Die Kamerahersteller fokussierten sich in den Anfangsjahren der digitalen Fotografie auf die Verbesserung ihrer schwarzen Kisten. Diese wurden immer leistungsfähiger, kleiner und auch bunter. Taschenkameras wurden neben den klassischen Spiegelreflexen zu einem umsatzstarken Segment. Was die Hersteller allerdings nicht auf dem Schirm hatten, waren die Smartphones, die in den 2010er Jahren am Horizont auftauchten. Telefone konnten plötzlich auch fotografieren. Das Ergebnis kennen wir. Kleine Taschenkameras gibt es kaum noch. Wozu auch? Das Smartphone kann es mindestens ebenso gut. Und dies so erfolgreich, dass selbst herkömmliche Spiegelreflexe, inzwischen abgelöst durch Spiegellose, im nichtprofessionellen Segment immer weniger nachgefragt werden.

Die digitale Revolution frisst ihre Kinder. Die heutzutage massenhaft produzierten Bilder mögen zwar auf den ersten Blick ein bergauf des Mediums Fotografie suggerieren, hinsichtlich der Kamerafotografie im herkömmlichen Sinne ist es jedoch ein bergab.

Nun mag es eine Definitionsangelegenheit oder auch Geschmackssache sein, ob man das Bildermachen mit dem Smartphone als Fotografieren bezeichnen will. Das bewusste Einstellen von Blende, Verschlusszeit, ISO, Fokus und Brennweite entfällt und wird nun automatisch erledigt. Auch die durchdachte Bildgestaltung rückt in den Hintergrund. Spontan draufhalten und den Botton des Smartphones berühren. Das wars. Für den Alltagsgebrauch, als Erinnerungsbilder oder für die Verbreitung in den Sozialen Medien, ist das meist auch vollkommen ausreichend.

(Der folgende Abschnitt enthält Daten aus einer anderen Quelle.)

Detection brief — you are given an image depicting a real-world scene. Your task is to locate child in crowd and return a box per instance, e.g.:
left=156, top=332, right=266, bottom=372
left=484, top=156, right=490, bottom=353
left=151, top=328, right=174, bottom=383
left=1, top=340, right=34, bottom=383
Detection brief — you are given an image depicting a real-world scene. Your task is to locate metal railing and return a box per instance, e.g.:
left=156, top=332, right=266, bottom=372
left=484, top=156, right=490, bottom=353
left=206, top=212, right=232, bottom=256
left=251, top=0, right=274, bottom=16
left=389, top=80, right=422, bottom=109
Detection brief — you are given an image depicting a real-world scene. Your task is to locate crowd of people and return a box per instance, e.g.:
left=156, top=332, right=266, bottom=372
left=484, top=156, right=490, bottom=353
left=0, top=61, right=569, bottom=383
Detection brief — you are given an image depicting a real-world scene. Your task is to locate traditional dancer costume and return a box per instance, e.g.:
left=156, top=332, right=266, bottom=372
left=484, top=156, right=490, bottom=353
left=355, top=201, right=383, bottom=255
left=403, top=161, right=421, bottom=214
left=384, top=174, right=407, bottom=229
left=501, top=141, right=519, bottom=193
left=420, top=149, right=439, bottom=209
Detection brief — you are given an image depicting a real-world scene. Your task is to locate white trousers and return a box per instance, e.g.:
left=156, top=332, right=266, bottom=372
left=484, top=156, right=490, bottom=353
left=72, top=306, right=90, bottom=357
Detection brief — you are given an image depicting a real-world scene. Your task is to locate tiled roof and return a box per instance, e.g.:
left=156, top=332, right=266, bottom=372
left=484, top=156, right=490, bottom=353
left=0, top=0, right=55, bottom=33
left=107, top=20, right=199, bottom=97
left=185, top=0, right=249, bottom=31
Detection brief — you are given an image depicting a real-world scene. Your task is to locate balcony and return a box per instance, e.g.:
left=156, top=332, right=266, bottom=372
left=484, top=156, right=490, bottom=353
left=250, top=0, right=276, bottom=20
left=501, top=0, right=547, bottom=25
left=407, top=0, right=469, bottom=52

Ein Symptom: In den touristischen Hotspots sieht man immer weniger Menschen mit Kameras. Sie knipsen mit dem Smartphone. Ob es sich dabei um Fotografieren handelt, interessiert den Alltagsnutzer im Übrigen wenig. Dies bleibt eine akademische Frage.

Die Entwicklung musste Folgen haben. Kamerahersteller wollen Produkte anbieten, die auch gekauft werden. Keine Nachfrage, dann auch kein Umsatz, kein Gewinn. Demzufolge ging die Produktion großer Kameras in den letzten zwanzig Jahren dramatisch zurück. Einige Hersteller gaben ganz auf. Auch Canon und Nikon als verbleibende Platzhirsche verkaufen immer weniger Kameras. Die Entwicklung des Segments wird lediglich durch einige innovative Produkte, etwa von Sony, ein wenig nach oben korrigiert. Alle Hersteller lassen dabei erkennen, dass sie den Fokus auf das hochpreisige Segment legen. Dieses verspricht noch immer akzeptable Umsatzrenditen. Amateurorientierte Angebote im unteren Preislevel dienen hingegen eher dem Anfixen. Das Kalkül: Wer heute eine Einsteigerkamera kauft, oft im Sensorformat APS-C, dann anschließend bei der Sache bleibt und sich irgendwann davon überzeugen lässt, dass sich gute Fotos eigentlich nur mit professionellen Vollformatschwestern schießen lassen, wird schwach und langt bei der nächsten Cashback-Aktion zu. Der Wunsch nach ein paar zusätzlichen Objektiven ist dann nur eine Frage der Zeit. Hier lässt sich Geld verdienen.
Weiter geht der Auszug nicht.